Masalah Akreditasi, 12 RS di Jawa Timur Tak Bisa Layani Pasien BPJS

Reporter : Mutia Nugraheni
Sabtu, 5 Januari 2019 11:26
Masalah Akreditasi, 12 RS di Jawa Timur Tak Bisa Layani Pasien BPJS
Syarat kontrak kerjasama adalah harus berakreditasi

Dream - Akreditasi rumah sakit jadi syarat mutlak untuk bisa bekerja sama dengan Badan Penyelenggara Jaminan Sosial (BPJS) Kesehatan. Terkait aturan ini, sebanyak 12 RS tak bisa lagi melayani pasien BPJS Kesehatan sejak awal 2019.

Kepala Dinas Kesehatan (Dinkes) Jawa Timur, dr. Kohar Hari Santoso menyebut 12 rumah sakit itu adalah RS Umar Masud di Kepulauan Bawean, Gresik; RS Petrokimia Gresik, RS Siloam Jember, RS Bhakti Persada Magetan.

Kemudian RS Ana Medika Bangkalan, Madura; RS Husada Utama Surabaya; RSUD Lawang Malang; RSIA Puri Malang; RSUD Kanjuruhan Malang; RSJ Lawang Malang; RSUD Grati Pasuruan; dan RS Citra Medika Sidoarjo.

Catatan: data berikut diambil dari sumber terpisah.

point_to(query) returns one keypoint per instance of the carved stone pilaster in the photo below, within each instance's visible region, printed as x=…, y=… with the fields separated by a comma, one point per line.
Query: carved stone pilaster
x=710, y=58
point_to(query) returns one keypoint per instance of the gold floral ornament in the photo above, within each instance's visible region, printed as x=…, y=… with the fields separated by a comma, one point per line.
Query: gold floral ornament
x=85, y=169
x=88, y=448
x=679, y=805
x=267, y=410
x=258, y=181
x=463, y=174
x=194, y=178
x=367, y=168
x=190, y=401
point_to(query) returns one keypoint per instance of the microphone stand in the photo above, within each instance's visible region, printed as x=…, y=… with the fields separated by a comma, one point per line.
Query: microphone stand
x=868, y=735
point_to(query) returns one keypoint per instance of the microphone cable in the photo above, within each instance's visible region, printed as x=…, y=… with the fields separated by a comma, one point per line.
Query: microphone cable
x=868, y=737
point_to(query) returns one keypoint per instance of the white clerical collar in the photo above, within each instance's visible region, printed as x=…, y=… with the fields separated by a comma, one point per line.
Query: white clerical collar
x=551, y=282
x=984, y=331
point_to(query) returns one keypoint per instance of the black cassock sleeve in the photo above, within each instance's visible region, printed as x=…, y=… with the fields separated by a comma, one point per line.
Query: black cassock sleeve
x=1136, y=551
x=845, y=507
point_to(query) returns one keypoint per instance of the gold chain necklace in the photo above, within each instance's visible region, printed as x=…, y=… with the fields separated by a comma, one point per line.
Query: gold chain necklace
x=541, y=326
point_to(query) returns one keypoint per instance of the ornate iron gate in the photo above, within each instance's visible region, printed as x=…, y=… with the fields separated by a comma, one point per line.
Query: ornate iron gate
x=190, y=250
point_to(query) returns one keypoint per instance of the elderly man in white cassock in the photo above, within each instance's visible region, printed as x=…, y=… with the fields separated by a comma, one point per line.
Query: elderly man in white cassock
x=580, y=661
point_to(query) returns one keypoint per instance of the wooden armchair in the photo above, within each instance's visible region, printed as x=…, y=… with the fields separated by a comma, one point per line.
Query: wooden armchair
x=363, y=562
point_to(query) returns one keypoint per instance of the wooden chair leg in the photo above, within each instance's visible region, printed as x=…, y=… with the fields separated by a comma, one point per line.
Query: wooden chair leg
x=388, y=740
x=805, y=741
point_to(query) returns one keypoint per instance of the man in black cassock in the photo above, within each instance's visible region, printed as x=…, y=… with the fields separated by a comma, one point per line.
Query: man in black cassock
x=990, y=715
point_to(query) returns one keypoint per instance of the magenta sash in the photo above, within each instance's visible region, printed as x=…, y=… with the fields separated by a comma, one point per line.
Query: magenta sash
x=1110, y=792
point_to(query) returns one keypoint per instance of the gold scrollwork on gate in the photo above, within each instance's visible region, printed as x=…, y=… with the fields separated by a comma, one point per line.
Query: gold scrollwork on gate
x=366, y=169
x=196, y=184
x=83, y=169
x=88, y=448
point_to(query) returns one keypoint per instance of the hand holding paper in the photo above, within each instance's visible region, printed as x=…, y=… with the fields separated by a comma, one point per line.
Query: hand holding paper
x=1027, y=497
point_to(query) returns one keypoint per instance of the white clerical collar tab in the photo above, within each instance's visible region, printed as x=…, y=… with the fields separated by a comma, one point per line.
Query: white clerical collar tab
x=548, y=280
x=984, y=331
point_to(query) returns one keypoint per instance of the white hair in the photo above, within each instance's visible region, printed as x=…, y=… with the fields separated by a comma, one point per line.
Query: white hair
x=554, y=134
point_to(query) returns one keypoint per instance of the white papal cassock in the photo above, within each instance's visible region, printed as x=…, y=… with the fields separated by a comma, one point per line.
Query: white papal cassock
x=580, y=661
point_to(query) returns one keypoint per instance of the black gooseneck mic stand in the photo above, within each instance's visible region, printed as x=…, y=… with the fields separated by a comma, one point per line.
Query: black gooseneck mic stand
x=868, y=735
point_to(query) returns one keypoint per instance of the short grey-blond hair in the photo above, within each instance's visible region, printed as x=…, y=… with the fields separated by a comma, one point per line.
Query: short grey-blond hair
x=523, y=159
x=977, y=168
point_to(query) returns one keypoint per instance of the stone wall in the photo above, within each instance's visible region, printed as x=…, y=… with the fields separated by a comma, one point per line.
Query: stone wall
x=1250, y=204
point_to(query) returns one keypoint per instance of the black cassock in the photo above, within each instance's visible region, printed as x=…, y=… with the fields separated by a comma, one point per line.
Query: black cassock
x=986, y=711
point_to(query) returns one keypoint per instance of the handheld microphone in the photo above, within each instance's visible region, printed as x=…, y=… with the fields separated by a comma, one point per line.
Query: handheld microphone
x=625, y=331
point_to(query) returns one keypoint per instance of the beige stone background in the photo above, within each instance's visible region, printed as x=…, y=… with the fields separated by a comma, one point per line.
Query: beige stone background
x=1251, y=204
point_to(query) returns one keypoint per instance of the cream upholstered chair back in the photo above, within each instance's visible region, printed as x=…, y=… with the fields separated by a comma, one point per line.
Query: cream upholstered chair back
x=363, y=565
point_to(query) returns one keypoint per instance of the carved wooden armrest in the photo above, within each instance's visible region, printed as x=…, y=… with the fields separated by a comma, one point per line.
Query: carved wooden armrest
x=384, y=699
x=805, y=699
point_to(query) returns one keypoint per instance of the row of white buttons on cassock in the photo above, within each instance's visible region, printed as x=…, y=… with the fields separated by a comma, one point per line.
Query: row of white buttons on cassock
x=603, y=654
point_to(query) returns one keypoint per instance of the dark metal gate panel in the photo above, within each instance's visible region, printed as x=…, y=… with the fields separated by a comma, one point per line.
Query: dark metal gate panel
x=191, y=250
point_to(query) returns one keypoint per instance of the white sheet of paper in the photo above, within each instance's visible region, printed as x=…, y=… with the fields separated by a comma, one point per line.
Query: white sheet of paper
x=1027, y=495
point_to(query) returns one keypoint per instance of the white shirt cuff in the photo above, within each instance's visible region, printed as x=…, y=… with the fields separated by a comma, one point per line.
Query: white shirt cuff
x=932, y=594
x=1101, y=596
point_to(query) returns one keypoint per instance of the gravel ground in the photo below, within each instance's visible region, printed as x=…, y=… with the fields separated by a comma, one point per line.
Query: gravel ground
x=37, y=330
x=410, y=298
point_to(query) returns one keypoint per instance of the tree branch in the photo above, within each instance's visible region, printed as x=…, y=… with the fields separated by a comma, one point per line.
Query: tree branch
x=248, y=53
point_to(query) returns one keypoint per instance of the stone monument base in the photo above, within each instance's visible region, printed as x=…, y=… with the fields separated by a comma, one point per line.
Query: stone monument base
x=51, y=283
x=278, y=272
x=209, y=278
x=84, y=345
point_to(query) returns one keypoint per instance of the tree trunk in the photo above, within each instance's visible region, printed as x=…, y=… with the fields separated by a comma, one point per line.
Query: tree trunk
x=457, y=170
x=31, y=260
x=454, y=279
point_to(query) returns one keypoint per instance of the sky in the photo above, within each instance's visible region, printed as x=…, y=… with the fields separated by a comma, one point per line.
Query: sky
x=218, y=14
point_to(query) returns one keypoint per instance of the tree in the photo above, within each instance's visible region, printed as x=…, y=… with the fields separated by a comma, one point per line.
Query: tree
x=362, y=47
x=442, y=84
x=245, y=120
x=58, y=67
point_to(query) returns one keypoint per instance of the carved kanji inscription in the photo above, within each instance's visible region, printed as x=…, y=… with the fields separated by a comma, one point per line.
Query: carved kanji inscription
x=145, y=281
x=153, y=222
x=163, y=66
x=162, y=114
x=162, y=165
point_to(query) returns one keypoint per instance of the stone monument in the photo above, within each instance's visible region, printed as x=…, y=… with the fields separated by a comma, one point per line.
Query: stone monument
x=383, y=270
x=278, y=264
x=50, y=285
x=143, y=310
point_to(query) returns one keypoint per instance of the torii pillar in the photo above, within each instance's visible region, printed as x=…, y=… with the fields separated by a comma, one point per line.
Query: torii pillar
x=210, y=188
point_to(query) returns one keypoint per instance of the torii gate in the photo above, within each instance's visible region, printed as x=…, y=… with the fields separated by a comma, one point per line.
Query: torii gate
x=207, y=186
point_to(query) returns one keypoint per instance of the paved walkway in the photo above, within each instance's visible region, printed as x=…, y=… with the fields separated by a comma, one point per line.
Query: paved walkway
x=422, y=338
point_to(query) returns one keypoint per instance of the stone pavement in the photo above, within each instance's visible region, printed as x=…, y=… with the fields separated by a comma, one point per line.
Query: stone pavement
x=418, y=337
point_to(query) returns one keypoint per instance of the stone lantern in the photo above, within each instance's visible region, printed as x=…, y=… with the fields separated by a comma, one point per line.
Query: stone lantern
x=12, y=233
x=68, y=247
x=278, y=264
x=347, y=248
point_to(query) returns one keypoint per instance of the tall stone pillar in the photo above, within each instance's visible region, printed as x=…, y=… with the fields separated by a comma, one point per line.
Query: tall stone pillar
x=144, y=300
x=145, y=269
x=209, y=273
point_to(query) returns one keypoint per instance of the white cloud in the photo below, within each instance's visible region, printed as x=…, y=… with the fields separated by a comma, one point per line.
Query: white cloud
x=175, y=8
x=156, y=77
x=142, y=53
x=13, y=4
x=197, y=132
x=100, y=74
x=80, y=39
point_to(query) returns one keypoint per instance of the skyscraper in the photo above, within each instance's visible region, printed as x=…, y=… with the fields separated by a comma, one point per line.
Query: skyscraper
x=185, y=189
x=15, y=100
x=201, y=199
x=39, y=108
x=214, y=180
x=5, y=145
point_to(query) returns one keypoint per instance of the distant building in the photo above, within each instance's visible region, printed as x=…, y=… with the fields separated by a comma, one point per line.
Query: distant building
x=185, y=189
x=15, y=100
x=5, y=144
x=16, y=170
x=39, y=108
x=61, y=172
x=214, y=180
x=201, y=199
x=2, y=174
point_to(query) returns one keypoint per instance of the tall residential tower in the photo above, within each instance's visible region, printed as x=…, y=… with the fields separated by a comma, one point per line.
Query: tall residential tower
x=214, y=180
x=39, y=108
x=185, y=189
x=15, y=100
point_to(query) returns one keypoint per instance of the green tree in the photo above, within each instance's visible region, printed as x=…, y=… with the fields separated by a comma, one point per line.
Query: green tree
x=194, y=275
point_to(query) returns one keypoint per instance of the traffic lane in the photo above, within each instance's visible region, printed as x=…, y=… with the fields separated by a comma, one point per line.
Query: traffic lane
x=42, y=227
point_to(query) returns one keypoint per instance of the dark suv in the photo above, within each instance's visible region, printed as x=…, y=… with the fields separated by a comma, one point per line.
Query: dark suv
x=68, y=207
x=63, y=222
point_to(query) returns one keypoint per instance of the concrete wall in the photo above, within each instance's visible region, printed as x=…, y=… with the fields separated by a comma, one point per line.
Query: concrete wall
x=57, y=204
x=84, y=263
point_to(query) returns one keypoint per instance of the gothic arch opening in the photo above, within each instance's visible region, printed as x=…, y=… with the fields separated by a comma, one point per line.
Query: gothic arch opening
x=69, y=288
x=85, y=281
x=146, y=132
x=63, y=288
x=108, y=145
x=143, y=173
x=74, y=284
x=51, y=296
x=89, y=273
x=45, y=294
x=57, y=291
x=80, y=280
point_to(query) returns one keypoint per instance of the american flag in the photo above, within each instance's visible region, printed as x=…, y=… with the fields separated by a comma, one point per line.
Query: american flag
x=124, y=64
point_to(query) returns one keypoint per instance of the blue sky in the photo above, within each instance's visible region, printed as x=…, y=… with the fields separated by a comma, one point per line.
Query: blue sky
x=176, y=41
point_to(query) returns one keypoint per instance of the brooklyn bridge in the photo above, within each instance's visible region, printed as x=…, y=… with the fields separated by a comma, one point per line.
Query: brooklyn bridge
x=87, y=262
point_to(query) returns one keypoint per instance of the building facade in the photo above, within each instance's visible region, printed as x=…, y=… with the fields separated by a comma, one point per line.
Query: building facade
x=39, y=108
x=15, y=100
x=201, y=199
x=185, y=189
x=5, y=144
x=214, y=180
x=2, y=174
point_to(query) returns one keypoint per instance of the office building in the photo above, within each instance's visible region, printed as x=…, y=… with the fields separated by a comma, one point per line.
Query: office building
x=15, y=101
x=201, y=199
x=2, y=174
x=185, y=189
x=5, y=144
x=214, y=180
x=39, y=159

Menurut Kohar, syarat kontrak kerjasama adalah harus berakreditasi. Sementara ke-12 RS tersebut belum memiliki syarat yang menjadi dasar pemberian rekomendasi BPJS dari Kemenkes.

" Rekomendasi ini nantinya yang jadi dasar bagi BPJS Kesehatan untuk menjalin kerjasama," tegas Kohar di Surabaya, seperti dikutip dari

1 dari 1 halaman

Surat Akreditasi Belum Keluar

Sebenarnya, dari sisi kelengkapan berkas akreditasi, ke-12 RS ini sudah terpenuhi dan siap melayani pasien BPJS. Hanya saja, surat akreditasinya saja belum keluar.

" Mungkin karena ketelisut atau bagaimana. Saya belum tahu kenapa belum selesai," sesalnya.

Kohar memastikan, berdasarkan koordinasi antara pihaknya dengan Ditjen Pelayanan Kesehatan Masyarakat Kemenkes RI, rekomendasi terhadap 12 RS itu akan segera turun dalam satu sampai dua hari mendatang. " Kemarin sudah kontak dan memastikan rekom turun satu sampai dua hari ini," katanya yakin.

Ia berharap 12 RS yang akreditasinya belum keluar tersebut, bisa tetap memberikan pelayanan kepada pasien BPJS. Sebab, kontrak kerjasama tersebut hanya terkendala masalah prosedur administrasi.

" Jangan sampai prosedur administrasi mengalahkan pelayanan pada masyarakat. Jadi saya minta tetap melayani pasien BPJS," pinta Kohar.